We know that a person’s health during pregnancy impacts their child’s developmental trajectories, but what about parental health before conception?
A new study led by Cindy-Lee Dennis, a senior scientist at the Lunenfeld-Tanenbaum Research Institute at Sinai Healthand a professor in the University of Toronto’s Lawrence S. Bloomberg Faculty of Nursing, found that a significant number of Canadian women have poor preconception health or interconception health, which refers to the period between two pregnancies.
“What happens in utero can have a significant impact on a child’s health and well-being that continues into adulthood,” says Dennis, lead author of the study published in BMJ Family Medicine and Community Health. “There is now a growing body of evidence that suggests the health of parents prior to pregnancy is an important predictor of the long-term health of the child.”
Researchers surveyed 1,080 participants about a range of medical, behavioural and social risk factors. Fifty-five per cent of respondents reported risks in only one of 12 risk factor categories, most often related to reproductive health. Participants reported on average four risks each, with common factors including high body mass index, poor nutrition, low physical activity and poor mental health.
The study found that those with four or more risk factors were more likely to have a lower level of education or be born outside of Canada. For Dennis and her team, this signifies that there is a great opportunity to to improve preconception health through a public health and primary care response that targets these populations.

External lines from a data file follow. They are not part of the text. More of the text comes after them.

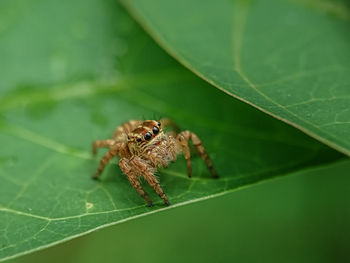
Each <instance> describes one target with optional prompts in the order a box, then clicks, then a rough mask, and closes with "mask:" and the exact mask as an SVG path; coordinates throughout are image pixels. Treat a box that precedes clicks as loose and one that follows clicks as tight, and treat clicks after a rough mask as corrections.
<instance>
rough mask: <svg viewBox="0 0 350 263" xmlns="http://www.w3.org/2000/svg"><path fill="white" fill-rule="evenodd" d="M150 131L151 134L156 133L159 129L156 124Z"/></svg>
mask: <svg viewBox="0 0 350 263" xmlns="http://www.w3.org/2000/svg"><path fill="white" fill-rule="evenodd" d="M152 131H153V134H158V133H159V129H158V127H157V126H154V127H153V129H152Z"/></svg>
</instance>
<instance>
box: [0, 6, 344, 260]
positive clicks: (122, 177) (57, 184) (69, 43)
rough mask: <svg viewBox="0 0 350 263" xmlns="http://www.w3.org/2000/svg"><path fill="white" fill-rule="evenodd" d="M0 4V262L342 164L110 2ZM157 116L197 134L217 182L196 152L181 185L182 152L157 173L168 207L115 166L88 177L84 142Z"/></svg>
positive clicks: (91, 161)
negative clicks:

Of women surveyed in the current study, Dennis points out that more than 44 per cent were classified as having a BMI greater than 30, which would categorize them as obese according to World Health Organization criteria. Women who have a BMI greater than 25 are not only at risk for more severe pregnancy complications, she says, but meta-analytic data suggests it is also a significant risk factor for childhood obesity.
“These are considerable intergenerational health risks that we should not be ignoring,” says Dennis. “Today, preconception care is not readily delivered by health-care providers because most women do not seek care until they are well into their first trimester.”

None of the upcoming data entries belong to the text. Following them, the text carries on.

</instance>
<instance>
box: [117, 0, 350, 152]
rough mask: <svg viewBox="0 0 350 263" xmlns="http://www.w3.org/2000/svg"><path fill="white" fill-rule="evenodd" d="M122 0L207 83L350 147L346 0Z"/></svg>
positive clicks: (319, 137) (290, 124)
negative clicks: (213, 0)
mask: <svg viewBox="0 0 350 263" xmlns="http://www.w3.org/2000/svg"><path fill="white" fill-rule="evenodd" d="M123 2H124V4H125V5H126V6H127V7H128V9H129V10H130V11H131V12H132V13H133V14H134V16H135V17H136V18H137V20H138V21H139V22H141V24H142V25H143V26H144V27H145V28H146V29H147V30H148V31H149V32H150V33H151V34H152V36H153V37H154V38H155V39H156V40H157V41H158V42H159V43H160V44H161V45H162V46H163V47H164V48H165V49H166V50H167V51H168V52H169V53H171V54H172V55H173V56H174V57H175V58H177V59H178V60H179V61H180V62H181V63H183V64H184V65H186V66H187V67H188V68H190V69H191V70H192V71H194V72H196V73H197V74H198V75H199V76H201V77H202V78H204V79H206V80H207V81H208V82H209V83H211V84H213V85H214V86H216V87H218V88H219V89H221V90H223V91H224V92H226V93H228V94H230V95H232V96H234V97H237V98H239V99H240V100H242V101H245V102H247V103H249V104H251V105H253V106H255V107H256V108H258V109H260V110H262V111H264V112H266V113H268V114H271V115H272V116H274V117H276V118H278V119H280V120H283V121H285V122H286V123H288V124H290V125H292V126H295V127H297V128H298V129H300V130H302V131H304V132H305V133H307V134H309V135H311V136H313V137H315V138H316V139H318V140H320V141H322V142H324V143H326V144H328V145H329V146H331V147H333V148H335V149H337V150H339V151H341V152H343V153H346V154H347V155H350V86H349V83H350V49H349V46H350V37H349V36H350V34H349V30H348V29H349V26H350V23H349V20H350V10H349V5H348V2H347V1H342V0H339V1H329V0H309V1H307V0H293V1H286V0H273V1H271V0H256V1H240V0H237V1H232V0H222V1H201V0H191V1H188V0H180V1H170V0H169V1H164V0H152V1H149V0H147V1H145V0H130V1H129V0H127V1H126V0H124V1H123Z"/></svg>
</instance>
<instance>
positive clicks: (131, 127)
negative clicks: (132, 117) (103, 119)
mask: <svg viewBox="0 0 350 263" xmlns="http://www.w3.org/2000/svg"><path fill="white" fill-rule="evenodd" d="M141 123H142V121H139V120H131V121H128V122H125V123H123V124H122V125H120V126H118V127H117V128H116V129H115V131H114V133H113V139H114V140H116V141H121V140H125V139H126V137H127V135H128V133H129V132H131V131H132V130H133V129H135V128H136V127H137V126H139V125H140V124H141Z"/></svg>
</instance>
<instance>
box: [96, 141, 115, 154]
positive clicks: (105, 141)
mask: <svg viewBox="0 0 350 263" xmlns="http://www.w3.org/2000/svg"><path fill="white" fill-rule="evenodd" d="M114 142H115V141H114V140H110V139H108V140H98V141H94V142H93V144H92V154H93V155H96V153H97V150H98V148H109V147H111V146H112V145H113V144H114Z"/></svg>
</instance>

In Ontario, the current standard of practice is for public health to provide preconception health care. A screening tool to identify a patient’s preconception health risks is available for physicians. However, there is a significant need to address preconception health risks with a more targeted approach, Dennis says.
“The good news,” Dennis says, “is that most of the common preconception risk factors identified in our study are modifiable and there is an opportunity for greater public awareness campaigns to educate individuals in their reproductive years about how these health behaviours can place not only parents but their future children at risk.”
Therefore, Dennis says policymakers must consider family-level interventions that focus on improving health behaviours such as adopting a healthy diet and becoming more physically active in addition to supporting positive mental health and reducing alcohol or cannabis use.
“Children mimic the behaviours of their parents,” she says. “Setting up parents to consider their own health before conception or just leading healthier lives will go a long way in changing the future health of generations to come.”
This study is part of The Healthy Life Trajectories Initiative (HeLTI) that was developed in partnership with funders from Canada, India, China and South Africa and in collaboration with the World Health Organization to address the increasing burden of non-communicable diseases – including obesity, diabetes, cardiovascular disease and poor mental health – around the world. There are four separate but harmonized randomized controlled trials being implemented in Soweto, Mysore, Shanghai and across Canada. All studies are focused on developing evidence-based interventions spanning preconception, pregnancy and the postnatal and early childhood periods, with the goal of improving parental and infant health – and ultimately the life-long well-being of the child.